O desemprego galopante, a terceirização sem limites. Tudo para alimentar a sanha rentista.

Estupro coletivo da já violada Constituição Cidadã.

Quem é que vai pagar por isso? O lombo da classe trabalhadora e do povo mais carente da ação do Estado.

Nas palavras da presidenta legítima apeada do poder, em entrevista ao Brasil 247, nesta segunda, direto de Porto alegre: “Venderam gato por lebre.” Compartilho.

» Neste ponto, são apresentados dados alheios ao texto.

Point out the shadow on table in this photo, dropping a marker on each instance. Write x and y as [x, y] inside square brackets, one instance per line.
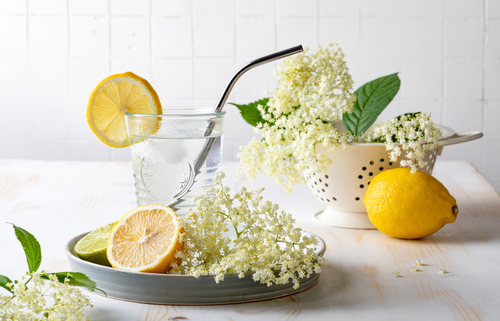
[471, 227]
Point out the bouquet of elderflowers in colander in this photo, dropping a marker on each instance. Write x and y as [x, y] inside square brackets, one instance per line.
[313, 104]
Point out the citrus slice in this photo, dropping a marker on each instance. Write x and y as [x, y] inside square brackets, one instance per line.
[145, 240]
[114, 96]
[92, 247]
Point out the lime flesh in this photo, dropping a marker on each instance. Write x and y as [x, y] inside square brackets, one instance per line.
[92, 247]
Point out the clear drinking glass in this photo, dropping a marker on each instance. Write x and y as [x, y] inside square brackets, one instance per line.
[170, 166]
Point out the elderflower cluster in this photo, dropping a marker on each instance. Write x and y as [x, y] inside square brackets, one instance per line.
[37, 299]
[315, 90]
[241, 235]
[413, 133]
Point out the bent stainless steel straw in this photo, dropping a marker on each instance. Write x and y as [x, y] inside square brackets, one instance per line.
[198, 162]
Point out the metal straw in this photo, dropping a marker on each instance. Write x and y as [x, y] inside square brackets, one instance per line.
[198, 162]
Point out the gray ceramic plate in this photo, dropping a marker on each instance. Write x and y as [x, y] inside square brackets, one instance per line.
[181, 289]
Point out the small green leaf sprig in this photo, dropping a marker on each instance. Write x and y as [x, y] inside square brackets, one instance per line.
[238, 234]
[314, 97]
[40, 295]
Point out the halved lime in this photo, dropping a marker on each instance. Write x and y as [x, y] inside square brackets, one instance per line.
[92, 247]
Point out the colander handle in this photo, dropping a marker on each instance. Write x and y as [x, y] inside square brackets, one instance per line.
[460, 138]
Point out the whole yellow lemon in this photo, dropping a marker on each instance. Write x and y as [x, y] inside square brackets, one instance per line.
[409, 206]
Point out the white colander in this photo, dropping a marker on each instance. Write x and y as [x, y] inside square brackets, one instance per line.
[342, 188]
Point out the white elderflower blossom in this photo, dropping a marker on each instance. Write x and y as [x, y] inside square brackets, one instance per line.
[315, 90]
[265, 243]
[35, 298]
[416, 133]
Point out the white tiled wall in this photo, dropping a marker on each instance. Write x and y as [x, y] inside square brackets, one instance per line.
[53, 53]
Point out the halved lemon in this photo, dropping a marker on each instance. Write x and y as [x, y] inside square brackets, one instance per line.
[114, 96]
[145, 240]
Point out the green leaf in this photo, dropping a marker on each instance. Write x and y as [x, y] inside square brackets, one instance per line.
[251, 113]
[3, 283]
[31, 248]
[373, 97]
[74, 279]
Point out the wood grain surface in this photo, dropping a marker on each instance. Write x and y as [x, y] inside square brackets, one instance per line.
[58, 200]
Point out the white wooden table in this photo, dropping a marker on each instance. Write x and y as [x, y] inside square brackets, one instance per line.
[58, 200]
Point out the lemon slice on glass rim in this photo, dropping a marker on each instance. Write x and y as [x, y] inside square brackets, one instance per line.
[115, 95]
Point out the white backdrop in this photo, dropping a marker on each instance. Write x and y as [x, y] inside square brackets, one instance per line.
[53, 53]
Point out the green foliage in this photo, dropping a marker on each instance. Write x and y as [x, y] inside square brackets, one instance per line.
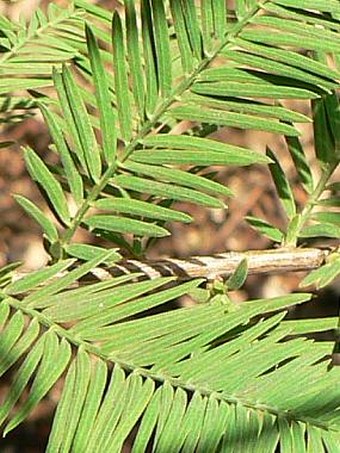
[201, 378]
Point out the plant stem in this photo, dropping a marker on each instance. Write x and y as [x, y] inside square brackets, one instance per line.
[149, 125]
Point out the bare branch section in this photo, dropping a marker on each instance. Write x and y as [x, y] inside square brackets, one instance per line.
[214, 266]
[224, 264]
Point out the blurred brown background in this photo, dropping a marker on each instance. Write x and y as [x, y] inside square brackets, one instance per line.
[213, 230]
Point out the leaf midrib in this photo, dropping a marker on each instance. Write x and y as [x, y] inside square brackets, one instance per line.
[161, 378]
[52, 24]
[150, 124]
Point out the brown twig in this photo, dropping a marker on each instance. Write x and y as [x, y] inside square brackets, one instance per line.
[224, 264]
[219, 265]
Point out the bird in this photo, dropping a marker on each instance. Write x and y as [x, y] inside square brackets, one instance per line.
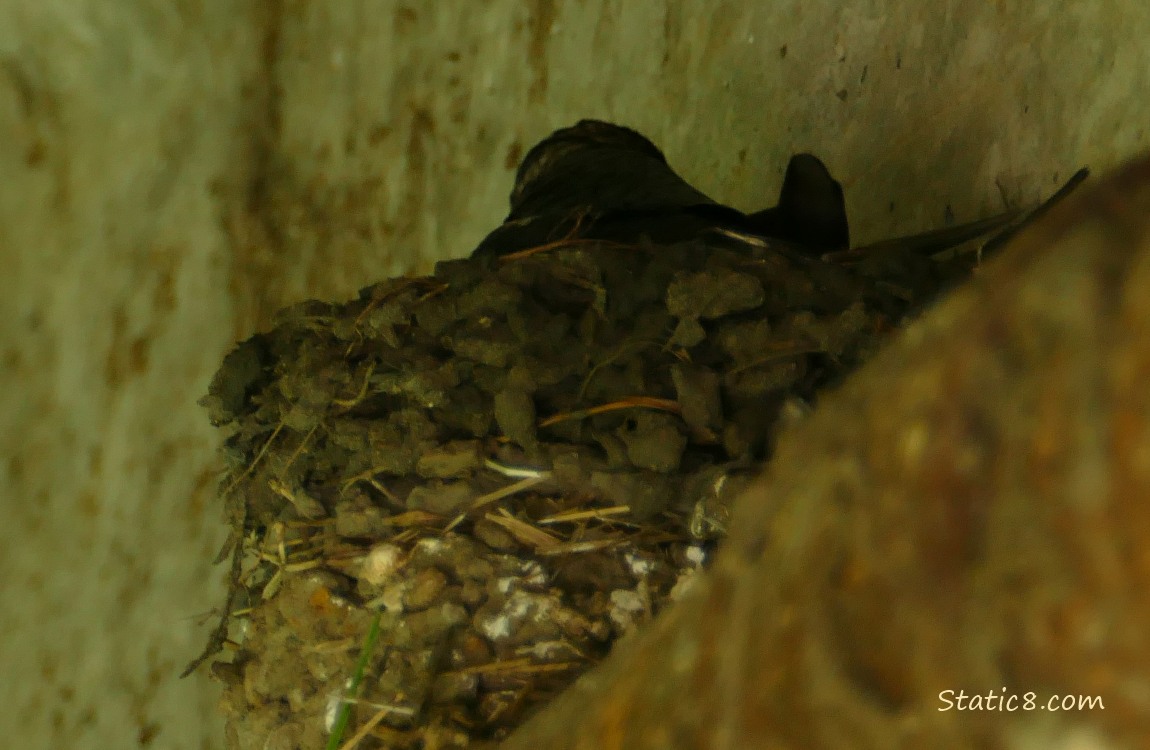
[602, 181]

O Dia da Consciência Negra preserva a memória da resistência à escravidão, simbolizada em Zumbi dos Palmares e sua mulher Dandara. O Quilombo dos Palmares, encravado na Serra da Barriga, na hoje Alagoas, fundado por seu pai, Ganga Zumba, foi liderado por ele durante 15 anos.

Zumbi morreu degolado pelas forças coloniais em 20 de novembro de 1695, viveu 40 anos. Dandara, que lhe deu três filhos, capturada, suicidou-se um ano antes para não retornar à condição de escrava.

No domingo, milhares e milhares de brasileiros e brasileiras afrodescendentes saíram às ruas do país, em marcha de protestos contra a pilhagem de seus direitos. Mas também em celebração da sua identidade.

E as atividades prosseguem em diferentes estados. Na capital mineira, depois do Cangerê, Festival de Cultura Quilombola, na Praça da Liberdade, o campus Coração Eucarístico da PUC MG, recebe o Festival Africanidade – Conquistar Direitos e Afrontar o Racismo.

De 28 a 30 de novembro, palestras, atividades culturais e exposição de afroempreendedores, organizadas pelo coletivo Enegrecer.

Ocupado desde o dia 04 deste mês, contra a PEC Terremoto, que congela os investimentos sociais, educação e saúde incluídos, até 2036.

Agora, perguntar não ofende: quando é que os trabalhadores, os movimentos sociais, estudantil incluído, vão acordar que vivemos um golpe de Estado, e que a solução está em desmanchá-lo com a anulação da farsa do impeachment?

Mais do que nunca, é preciso que as ruas pressionem quem pode resolver, a Corte Suprema, embora dela se possa esperar pouco ou nada.

E, claro, quem não quer Dilma de volta, deve se dar o benefício do raciocínio: só alguém eleito tem legitimidade para conduzir a pacificação, através de um plebiscito pela reforma política indispensável, e novas eleições gerais, livres e diretas.

A Democracia, no sentido amplo da palavra, agradece.